Comme une femme en gésine, le travail c'est d'arracher de son être le tableau comme un morceau de sa chair. Antonin Artaud, qui écrivait comme Van Gogh peignait, a trouvé les mots, les fulgurances, pour exprimer cet arrachement : " les paysages montrent leur chair hostile, la hargne de leurs replis éventrés, que l'on ne sait quelle force étrange est …en train de métamorphoser ". Des visages il écrit : " Le peintre du corps humain, ce n'est pas Léonard de Vinci, ce peintre de cadavres, qui travaille sous la dictée des lois de l'anatomie, avec ses écorchés exacts comme des machines, le peintre du corps humain c'est Van Gogh qui trace des paysages hallucinés comme des visages ". Léonard est un génie, il est devenu une icône qu'on idolâtre, mais est il capable de transmettre le feu de la passion ? 
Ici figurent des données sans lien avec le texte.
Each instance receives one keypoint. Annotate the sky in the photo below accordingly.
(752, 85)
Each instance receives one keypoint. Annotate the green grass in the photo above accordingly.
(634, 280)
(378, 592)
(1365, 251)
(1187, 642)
Van Gogh avait beaucoup de déférence pour le " père Millet ", qu'il découvrit lors d'une exposition à Drouot, dont certaines scènes l'inspirèrent, comme Dali après lui, dans un tout autre registre. Une exposition parallèle Millet-Van Gogh eut lieu en septembre 1998 au Musée d'Orsay. " Ce ne sont pas des copies ", avait expliqué Vincent à son frère Théo, " mais des traductions dans une autre langue ". S'il s'en inspire, Van Gogh ne reproduit pas les scènes champêtres de Millet qui ne sont que le prétexte à une interprétation où le sobre classicisme de Millet est transfiguré par le soleil en éclatantes couleurs.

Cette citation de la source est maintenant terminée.